You may be one of many people in New York with questions about executive clemency after a series of well-publicized cases in the news. The President of the United States, as well as state governors, have the right to show clemency to people convicted of a crime. In other words, if you go to prison after a criminal trial, officials of the executive branch of government at both the state and national levels are able to change the terms of your sentence upon review of your case.
According to the United States Department of Justice, executive clemency usually takes one of two different forms: a pardon or a commuted sentence. Both are similar in that they do not excuse you from wrongdoing or imply innocence on your part, but although they are similar in some ways, they are different in others. If convicted of a crime, you can receive a pardon even after your release from prison. Some people have received pardons years after finishing their sentences, sometimes even after death. A commutation is different in that it shortens the term of your prison sentence and gets you out earlier than expected, meaning that you can only receive a commutation while you are still in prison.
A government executive may choose to grant a pardon to someone who has demonstrated good conduct for a significant period of time following a conviction, whether in prison or out of it, and has accepted the responsibility for the crime. Rather than acknowledging your innocence, a pardon is a show of forgiveness from the granting executive and removes many of the negative consequences (or civil disabilities) of a conviction that may otherwise affect your life after your release from prison.

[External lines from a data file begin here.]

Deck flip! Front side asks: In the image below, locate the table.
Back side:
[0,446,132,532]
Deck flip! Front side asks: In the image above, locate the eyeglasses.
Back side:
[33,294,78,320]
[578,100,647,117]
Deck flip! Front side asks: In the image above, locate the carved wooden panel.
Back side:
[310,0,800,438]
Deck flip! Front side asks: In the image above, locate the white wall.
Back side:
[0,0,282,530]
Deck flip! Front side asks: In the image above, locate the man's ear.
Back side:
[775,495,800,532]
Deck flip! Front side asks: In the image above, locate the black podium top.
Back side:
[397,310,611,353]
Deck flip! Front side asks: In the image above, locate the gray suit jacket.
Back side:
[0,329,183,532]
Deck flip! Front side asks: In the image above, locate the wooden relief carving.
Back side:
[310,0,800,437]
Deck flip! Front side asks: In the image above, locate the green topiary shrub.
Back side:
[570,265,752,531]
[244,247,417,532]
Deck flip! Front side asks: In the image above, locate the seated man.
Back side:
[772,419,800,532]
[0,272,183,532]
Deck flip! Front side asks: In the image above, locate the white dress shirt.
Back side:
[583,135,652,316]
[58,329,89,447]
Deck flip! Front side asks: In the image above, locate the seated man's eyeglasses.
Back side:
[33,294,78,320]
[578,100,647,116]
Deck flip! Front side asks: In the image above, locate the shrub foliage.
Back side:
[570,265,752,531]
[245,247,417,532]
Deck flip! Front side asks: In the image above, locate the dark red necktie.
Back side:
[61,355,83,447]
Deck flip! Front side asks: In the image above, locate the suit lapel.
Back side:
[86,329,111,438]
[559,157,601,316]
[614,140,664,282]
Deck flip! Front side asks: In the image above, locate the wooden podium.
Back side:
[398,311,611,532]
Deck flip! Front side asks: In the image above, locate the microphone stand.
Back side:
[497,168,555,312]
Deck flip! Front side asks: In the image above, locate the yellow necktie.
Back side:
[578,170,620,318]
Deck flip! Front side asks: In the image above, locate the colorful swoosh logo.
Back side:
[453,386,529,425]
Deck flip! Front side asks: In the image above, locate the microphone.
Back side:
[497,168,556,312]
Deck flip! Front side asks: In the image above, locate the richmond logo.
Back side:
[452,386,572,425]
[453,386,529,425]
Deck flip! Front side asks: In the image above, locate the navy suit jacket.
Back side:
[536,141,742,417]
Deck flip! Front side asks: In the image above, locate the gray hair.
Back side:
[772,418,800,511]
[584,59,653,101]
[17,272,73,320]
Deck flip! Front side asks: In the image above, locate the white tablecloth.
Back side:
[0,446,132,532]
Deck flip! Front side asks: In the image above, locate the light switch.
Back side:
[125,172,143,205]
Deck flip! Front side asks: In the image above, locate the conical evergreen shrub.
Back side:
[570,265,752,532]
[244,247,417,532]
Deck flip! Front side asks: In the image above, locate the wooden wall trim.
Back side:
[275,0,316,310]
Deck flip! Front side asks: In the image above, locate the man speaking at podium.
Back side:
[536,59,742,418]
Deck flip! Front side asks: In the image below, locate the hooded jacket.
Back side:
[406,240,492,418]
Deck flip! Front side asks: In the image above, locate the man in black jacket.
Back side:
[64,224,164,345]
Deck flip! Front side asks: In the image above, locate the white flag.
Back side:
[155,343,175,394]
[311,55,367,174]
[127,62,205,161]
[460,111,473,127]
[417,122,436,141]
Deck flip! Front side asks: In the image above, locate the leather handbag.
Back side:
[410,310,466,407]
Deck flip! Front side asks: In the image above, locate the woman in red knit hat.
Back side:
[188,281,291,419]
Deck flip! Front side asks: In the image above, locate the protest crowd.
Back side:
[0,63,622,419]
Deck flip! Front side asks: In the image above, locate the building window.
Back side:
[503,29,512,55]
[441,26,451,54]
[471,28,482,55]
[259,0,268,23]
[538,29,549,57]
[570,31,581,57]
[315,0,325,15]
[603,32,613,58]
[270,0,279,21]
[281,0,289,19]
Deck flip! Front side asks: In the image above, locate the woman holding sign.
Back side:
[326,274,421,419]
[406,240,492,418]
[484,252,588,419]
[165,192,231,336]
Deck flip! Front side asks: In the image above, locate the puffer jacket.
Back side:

A commutation reduces your sentence, either in whole or in part. It may also release you from financial obligations included in your sentence, such as fines or restitution. Like a pardon, a commutation does not imply your innocence, and unlike a pardon, a commutation does not remove civil disabilities resulting from your conviction, including restrictions on jury duty, public service, voting, et cetera.
The information in this article is not intended as legal advice but provided for educational purposes only.